Codazzi Tensors with Two Eigenvalue Functions

TL;DR

This paper investigates the structure of Codazzi tensors with two eigenfunctions on higher-dimensional Riemannian manifolds, relaxing previous trace conditions and providing counterexamples to earlier assumptions about warped product metrics.

Contribution

It extends the classification of Codazzi tensors by weakening trace conditions and constructs counterexamples to prior claims about warped product structures.

Findings

Under milder trace conditions, the metric is a warped product with an interval base.

Counterexamples show that the warped product conclusion does not hold without restrictions on the trace.

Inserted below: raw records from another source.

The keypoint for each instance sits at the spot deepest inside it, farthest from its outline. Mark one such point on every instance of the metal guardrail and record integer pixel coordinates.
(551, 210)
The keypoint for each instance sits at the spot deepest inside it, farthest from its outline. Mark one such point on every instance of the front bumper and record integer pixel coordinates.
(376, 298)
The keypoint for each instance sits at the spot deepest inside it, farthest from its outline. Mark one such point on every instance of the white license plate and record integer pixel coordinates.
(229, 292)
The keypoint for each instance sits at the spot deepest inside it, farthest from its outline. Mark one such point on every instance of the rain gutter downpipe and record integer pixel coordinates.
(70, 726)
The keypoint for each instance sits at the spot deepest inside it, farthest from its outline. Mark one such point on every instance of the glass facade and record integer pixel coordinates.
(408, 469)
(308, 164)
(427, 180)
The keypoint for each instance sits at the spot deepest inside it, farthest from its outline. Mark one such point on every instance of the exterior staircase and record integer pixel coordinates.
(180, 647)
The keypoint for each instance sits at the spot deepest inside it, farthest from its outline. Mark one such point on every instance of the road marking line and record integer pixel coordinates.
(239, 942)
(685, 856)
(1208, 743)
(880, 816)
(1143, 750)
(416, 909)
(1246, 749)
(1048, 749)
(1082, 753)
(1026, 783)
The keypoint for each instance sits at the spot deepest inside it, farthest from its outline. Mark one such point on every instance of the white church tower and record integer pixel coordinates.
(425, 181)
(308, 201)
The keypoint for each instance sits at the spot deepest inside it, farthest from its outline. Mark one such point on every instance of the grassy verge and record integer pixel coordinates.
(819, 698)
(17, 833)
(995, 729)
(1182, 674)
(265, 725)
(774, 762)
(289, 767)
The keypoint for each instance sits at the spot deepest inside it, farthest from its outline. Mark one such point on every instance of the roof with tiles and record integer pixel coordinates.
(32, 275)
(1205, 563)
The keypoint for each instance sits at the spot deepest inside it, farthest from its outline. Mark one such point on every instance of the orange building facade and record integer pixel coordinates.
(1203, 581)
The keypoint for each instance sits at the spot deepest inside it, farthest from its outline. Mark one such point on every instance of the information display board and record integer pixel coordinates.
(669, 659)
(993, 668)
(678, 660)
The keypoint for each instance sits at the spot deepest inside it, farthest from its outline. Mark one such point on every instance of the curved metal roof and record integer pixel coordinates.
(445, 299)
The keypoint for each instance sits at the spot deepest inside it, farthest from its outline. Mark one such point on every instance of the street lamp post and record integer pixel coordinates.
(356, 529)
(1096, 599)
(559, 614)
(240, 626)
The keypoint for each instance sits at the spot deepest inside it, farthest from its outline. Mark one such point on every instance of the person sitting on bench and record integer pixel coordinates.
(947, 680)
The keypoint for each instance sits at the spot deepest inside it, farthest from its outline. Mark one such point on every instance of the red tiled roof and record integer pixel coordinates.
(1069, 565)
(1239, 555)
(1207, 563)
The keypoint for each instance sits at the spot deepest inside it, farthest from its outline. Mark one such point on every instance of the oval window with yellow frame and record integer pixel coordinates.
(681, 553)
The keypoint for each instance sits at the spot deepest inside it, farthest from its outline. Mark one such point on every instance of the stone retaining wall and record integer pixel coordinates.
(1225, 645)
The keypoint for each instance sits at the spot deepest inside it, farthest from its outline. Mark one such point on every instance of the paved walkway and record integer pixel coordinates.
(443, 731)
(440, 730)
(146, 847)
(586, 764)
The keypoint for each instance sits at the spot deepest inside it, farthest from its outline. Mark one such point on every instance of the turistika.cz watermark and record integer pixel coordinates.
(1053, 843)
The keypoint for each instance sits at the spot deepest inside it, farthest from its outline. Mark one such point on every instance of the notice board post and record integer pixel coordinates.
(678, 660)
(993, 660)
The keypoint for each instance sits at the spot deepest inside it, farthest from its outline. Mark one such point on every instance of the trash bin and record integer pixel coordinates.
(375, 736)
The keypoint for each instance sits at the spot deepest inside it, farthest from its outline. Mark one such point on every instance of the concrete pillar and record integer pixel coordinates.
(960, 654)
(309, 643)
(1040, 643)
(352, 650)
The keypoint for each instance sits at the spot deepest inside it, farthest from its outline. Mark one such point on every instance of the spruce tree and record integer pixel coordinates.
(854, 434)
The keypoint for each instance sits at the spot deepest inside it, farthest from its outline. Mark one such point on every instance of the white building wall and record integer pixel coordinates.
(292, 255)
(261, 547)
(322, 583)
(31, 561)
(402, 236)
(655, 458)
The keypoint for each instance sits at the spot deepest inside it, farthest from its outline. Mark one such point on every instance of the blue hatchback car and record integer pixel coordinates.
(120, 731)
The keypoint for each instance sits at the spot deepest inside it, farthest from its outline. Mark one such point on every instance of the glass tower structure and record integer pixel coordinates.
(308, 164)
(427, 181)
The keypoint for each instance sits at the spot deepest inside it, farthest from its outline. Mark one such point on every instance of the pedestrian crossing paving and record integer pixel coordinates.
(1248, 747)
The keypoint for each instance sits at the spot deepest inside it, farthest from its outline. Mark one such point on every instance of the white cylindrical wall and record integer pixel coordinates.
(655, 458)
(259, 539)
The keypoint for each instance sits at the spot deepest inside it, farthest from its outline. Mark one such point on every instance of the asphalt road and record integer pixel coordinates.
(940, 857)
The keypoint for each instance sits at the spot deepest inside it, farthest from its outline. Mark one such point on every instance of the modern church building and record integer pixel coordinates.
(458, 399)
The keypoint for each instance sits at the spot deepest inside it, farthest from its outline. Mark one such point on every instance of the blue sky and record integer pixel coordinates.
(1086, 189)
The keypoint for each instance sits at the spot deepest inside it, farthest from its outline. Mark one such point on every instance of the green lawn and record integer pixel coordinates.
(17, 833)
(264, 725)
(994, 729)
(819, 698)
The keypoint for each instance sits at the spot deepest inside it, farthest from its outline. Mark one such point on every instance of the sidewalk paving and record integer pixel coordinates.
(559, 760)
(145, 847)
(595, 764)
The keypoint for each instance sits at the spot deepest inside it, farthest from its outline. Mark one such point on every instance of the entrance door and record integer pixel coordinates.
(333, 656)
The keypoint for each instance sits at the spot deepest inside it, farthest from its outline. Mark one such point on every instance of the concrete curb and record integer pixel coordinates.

The paper refutes a previous remark suggesting the warped product structure always holds for such tensors.

Abstract

This paper addresses a gap in the classifcation of Codazzi tensors with exactly two eigenfunctions on a Riemannian manifold of dimension three or higher. Derdzinski proved that if the trace of such a tensor is constant and the dimension of one of the the eigenspaces is $n-1$, then the metric is a warped product where the base is an open interval- a conclusion we will show to be true under a milder trace condition. Furthermore, we construct examples of Codazzi tensors having two eigenvalue functions, one of which has eigenspace dimension $n-1$, where the metric is not a warped product with interval base, refuting a remark in \cite{Besse} that the warped product conclusion holds without any restriction on the trace.